Eisen says he agrees that government funding was necessary in collaborative science projects such as the moon landing or Human Genome Project. But, he says, this isn't one of those problems.

"If you listen to neuroscientists talk about this today, they don't even know what it means to understand the brain," he says. "This is not a moon shot."

Eisen says that in this instance, where creativity and innovation are needed, one of the worst things that the scientific community can do is put 500 biologists in a room to pursue a singular, consensus plan to get there.

Zimmer says there's another problem: How do you know when you're done mapping a brain?

"The problem is that while the genome was finite, the brain is really infinite," he says, "because not only does it have 86 billion neurons ... [and] 100 tillion connections, but those connections are changing all the time.

"It's very dynamic, and that's really what matters to us. ... So when do you know when you've finished mapping the brain?" he says. "You might never finish it."

But for Lukas Wartman, whose life was saved by gene mapping, it's far simpler.
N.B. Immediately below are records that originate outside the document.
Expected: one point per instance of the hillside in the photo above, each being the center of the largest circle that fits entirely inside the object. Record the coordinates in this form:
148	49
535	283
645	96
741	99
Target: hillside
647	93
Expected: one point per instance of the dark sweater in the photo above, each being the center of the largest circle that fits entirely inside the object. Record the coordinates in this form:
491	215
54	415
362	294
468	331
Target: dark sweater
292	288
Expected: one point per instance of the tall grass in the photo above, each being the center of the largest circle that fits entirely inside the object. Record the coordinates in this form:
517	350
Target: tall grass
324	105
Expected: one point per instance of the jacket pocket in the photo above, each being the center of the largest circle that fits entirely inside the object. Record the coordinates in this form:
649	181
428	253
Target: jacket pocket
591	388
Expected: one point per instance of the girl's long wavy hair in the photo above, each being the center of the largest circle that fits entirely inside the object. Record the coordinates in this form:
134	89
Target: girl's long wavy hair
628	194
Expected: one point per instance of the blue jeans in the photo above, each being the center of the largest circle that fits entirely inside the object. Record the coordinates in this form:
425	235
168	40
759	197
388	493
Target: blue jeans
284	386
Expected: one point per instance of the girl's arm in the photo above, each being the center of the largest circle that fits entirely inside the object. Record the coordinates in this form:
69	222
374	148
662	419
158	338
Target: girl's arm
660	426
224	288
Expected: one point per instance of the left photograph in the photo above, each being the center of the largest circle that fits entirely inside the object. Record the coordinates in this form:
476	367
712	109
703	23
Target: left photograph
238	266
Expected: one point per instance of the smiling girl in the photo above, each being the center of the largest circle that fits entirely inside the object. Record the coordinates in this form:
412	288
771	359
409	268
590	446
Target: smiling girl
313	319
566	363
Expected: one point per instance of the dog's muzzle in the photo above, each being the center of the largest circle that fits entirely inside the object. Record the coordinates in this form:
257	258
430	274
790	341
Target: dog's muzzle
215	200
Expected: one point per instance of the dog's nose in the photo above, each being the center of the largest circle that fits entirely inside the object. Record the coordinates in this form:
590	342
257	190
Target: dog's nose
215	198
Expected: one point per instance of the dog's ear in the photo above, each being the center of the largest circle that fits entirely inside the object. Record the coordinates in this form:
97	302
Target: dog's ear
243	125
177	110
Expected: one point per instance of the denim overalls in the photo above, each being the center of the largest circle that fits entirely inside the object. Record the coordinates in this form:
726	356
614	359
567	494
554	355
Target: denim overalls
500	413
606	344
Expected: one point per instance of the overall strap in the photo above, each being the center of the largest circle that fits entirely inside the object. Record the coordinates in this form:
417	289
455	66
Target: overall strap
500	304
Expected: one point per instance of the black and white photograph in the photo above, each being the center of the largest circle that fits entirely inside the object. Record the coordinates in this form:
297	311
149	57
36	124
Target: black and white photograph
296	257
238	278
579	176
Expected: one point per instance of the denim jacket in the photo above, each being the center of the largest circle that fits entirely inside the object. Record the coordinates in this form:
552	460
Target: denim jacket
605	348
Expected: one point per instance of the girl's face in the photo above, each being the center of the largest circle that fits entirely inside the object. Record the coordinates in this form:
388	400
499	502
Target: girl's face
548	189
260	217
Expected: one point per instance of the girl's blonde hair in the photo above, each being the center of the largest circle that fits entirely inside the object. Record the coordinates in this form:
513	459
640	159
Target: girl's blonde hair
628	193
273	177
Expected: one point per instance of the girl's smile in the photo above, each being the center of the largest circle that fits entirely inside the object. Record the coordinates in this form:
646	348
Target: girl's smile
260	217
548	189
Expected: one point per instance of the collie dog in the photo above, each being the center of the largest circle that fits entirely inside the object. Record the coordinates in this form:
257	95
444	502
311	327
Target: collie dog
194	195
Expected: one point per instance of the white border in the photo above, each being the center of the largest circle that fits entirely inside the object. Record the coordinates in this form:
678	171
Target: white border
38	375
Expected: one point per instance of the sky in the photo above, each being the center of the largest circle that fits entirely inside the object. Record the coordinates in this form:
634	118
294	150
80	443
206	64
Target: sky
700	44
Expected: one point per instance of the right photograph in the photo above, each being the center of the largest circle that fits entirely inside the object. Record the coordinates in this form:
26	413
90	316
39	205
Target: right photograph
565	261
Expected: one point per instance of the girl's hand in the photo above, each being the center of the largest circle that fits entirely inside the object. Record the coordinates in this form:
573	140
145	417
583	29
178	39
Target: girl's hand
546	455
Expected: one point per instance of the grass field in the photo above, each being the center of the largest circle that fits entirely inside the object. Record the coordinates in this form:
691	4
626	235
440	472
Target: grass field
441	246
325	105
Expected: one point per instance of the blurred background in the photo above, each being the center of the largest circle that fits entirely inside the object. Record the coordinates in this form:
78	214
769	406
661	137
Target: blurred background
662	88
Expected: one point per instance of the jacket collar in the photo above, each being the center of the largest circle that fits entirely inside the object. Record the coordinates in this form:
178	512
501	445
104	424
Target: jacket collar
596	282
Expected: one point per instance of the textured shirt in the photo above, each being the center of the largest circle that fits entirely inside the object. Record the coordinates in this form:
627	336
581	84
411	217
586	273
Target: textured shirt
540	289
He says we have to take the leap, spend the money, cross our fingers and hope.

"I do understand that there's some resistance to it," Wartman says, "but at the same time, while it's not a sure bet, it's a bet that if it does pay off could really reap tremendous benefits for humanity.

"So I think as a society it would be great if we were willing to commit to supporting projects like that."

The details of the brain mapping project are expected to be released in the coming weeks in the president's budget proposal.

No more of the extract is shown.